1. If a person bought 1 share of Google stock within the last year, what is the probability that the stock on that day closed at less than the mean for that year? Hint: You do not want to calculate the mean to answer this one. The probability would be the same for any normal distribution.
2. If a person bought one share of Google stock within the last year, what is the probability that the stock on that day closed at more than $400?
3. If a person bought 1 share of Google stock within the last year, what is the probability that the stock on that day closed within $45 of the mean for that year?
4. Suppose a person within the last year claimed to have bought Google stock at closing at $362.50 per share. What is the probability that the stock closed at $362.50 or less on a randomly selected business day?
5. At what prices would Google have to close at in order for it to be considered statistically unusual? You should have a low and high value. Be sure to use the definition of unusual from the textbook.
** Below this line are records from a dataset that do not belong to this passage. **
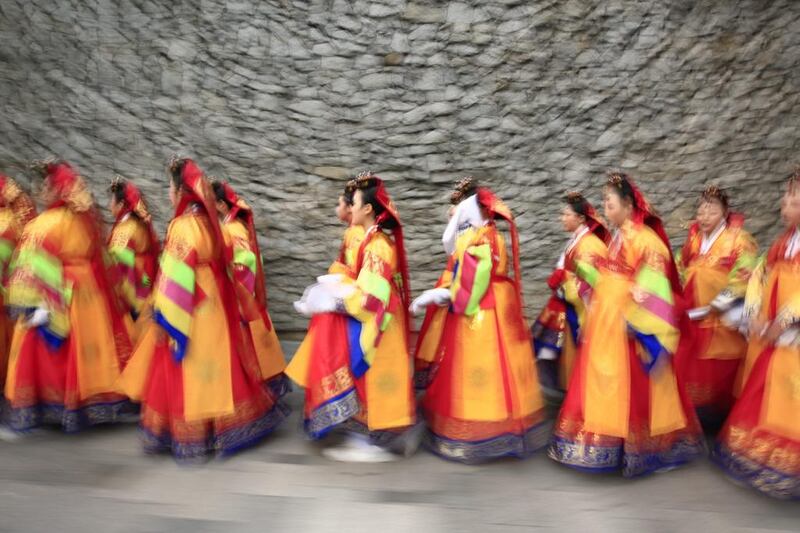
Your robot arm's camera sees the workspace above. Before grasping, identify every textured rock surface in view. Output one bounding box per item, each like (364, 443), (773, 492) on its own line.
(0, 0), (800, 330)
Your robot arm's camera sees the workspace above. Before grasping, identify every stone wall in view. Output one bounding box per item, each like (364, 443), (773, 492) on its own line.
(0, 0), (800, 331)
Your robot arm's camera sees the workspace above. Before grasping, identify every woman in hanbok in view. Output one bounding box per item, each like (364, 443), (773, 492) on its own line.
(412, 178), (547, 463)
(5, 161), (132, 432)
(212, 181), (289, 397)
(108, 177), (160, 328)
(328, 180), (364, 277)
(286, 174), (415, 462)
(0, 174), (36, 395)
(713, 174), (800, 500)
(532, 192), (611, 398)
(549, 173), (705, 477)
(675, 186), (757, 427)
(120, 159), (286, 461)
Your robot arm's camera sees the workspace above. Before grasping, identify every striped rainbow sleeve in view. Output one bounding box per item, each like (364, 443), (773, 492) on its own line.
(6, 236), (71, 349)
(0, 237), (14, 280)
(233, 239), (258, 293)
(344, 242), (401, 377)
(625, 247), (680, 370)
(450, 243), (492, 316)
(153, 231), (199, 362)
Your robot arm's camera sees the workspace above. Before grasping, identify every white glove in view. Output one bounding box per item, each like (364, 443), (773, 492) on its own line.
(294, 275), (355, 316)
(775, 326), (800, 346)
(409, 288), (450, 315)
(317, 274), (344, 285)
(686, 305), (711, 320)
(720, 303), (745, 331)
(25, 307), (50, 328)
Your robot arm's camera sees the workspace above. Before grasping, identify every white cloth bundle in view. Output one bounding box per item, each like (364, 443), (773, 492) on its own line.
(410, 288), (450, 315)
(294, 274), (355, 316)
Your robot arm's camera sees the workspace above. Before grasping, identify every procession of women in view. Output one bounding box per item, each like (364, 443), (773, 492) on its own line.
(0, 158), (800, 499)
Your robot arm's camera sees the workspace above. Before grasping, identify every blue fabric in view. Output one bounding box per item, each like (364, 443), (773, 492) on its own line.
(628, 325), (668, 373)
(153, 311), (189, 363)
(347, 316), (369, 378)
(36, 326), (67, 351)
(564, 301), (581, 347)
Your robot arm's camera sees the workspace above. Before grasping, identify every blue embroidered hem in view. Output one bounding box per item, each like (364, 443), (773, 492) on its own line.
(6, 400), (139, 433)
(264, 374), (292, 399)
(547, 435), (706, 477)
(711, 442), (800, 500)
(424, 422), (550, 464)
(303, 389), (361, 440)
(140, 402), (289, 462)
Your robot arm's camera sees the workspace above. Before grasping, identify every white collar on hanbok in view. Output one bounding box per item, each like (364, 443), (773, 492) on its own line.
(700, 219), (728, 255)
(556, 224), (589, 268)
(784, 228), (800, 259)
(442, 194), (486, 255)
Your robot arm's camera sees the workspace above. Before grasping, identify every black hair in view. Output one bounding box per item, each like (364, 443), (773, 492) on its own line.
(211, 180), (247, 220)
(108, 179), (126, 203)
(607, 172), (639, 209)
(353, 178), (399, 230)
(564, 192), (589, 218)
(211, 180), (228, 209)
(700, 185), (730, 211)
(450, 176), (479, 205)
(169, 159), (187, 190)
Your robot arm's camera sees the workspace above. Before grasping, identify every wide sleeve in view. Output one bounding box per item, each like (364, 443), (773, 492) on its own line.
(450, 232), (497, 316)
(625, 234), (680, 370)
(108, 222), (146, 315)
(711, 231), (758, 311)
(153, 217), (203, 361)
(563, 237), (608, 306)
(231, 229), (258, 293)
(6, 212), (72, 348)
(344, 234), (402, 376)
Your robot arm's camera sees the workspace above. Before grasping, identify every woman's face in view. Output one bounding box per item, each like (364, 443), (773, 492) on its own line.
(697, 200), (727, 235)
(350, 189), (374, 226)
(169, 180), (178, 207)
(781, 191), (800, 228)
(217, 200), (230, 217)
(561, 205), (586, 233)
(336, 196), (350, 224)
(603, 187), (633, 228)
(109, 193), (122, 218)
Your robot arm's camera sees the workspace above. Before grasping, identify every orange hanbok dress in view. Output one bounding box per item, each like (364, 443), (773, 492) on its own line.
(115, 161), (287, 460)
(5, 163), (132, 432)
(549, 220), (705, 477)
(675, 215), (757, 423)
(286, 223), (415, 436)
(713, 230), (800, 500)
(416, 223), (547, 463)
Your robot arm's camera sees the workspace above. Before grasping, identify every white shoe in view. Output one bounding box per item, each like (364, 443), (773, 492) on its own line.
(322, 445), (398, 463)
(116, 413), (141, 424)
(0, 426), (24, 442)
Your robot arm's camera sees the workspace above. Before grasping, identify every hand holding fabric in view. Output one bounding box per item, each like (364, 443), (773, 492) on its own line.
(25, 307), (50, 328)
(294, 274), (355, 316)
(409, 288), (450, 315)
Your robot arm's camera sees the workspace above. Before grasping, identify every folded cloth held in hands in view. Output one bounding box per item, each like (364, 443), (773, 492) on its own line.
(410, 288), (450, 315)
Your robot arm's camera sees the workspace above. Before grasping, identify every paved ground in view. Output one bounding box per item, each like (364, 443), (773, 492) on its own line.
(0, 342), (800, 533)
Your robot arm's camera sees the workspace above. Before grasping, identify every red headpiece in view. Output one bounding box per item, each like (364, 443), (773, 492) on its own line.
(44, 161), (93, 216)
(111, 176), (161, 256)
(355, 172), (411, 328)
(566, 191), (611, 244)
(477, 187), (525, 315)
(608, 171), (681, 293)
(218, 181), (267, 310)
(170, 158), (233, 267)
(0, 174), (36, 228)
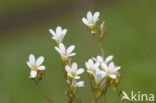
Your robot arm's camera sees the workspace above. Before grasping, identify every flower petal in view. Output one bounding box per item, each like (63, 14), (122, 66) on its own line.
(36, 56), (44, 66)
(87, 11), (93, 21)
(59, 43), (66, 53)
(77, 68), (84, 75)
(72, 63), (77, 71)
(114, 66), (121, 72)
(82, 18), (88, 25)
(67, 45), (75, 54)
(55, 47), (61, 54)
(56, 26), (62, 35)
(49, 29), (56, 37)
(69, 53), (76, 57)
(65, 65), (71, 72)
(37, 66), (45, 70)
(108, 62), (114, 70)
(93, 12), (100, 22)
(75, 76), (80, 79)
(105, 55), (113, 64)
(109, 74), (117, 79)
(101, 63), (108, 71)
(27, 61), (31, 68)
(29, 54), (35, 64)
(30, 70), (37, 78)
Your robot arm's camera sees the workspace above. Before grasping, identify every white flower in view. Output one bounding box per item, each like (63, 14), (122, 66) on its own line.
(55, 43), (76, 60)
(86, 59), (100, 74)
(93, 69), (106, 84)
(27, 54), (45, 78)
(49, 26), (67, 43)
(65, 63), (84, 79)
(102, 62), (120, 79)
(71, 79), (85, 88)
(82, 11), (100, 28)
(93, 55), (113, 64)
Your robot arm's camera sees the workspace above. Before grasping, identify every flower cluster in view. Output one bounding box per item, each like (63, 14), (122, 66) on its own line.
(49, 26), (84, 101)
(86, 56), (120, 84)
(27, 54), (45, 78)
(27, 11), (122, 103)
6. What are Quartile 1, Quartile 2, and Quartile 3 in this data set? Use Excel to find these values. This is the only question that you should answer without using anything about the Normal distribution.
7. Is the normality assumption that was made at the beginning valid? Why or why not? Hint: Does this distribution have the properties of a normal distribution as described? It does not need to be perfect. Real data sets are never perfect. However, it should be close. One option would be to construct a histogram like we did in Project 1 and see if it has the right shape. If you go this route, something in the range of 10 to 12 classes would be a good number.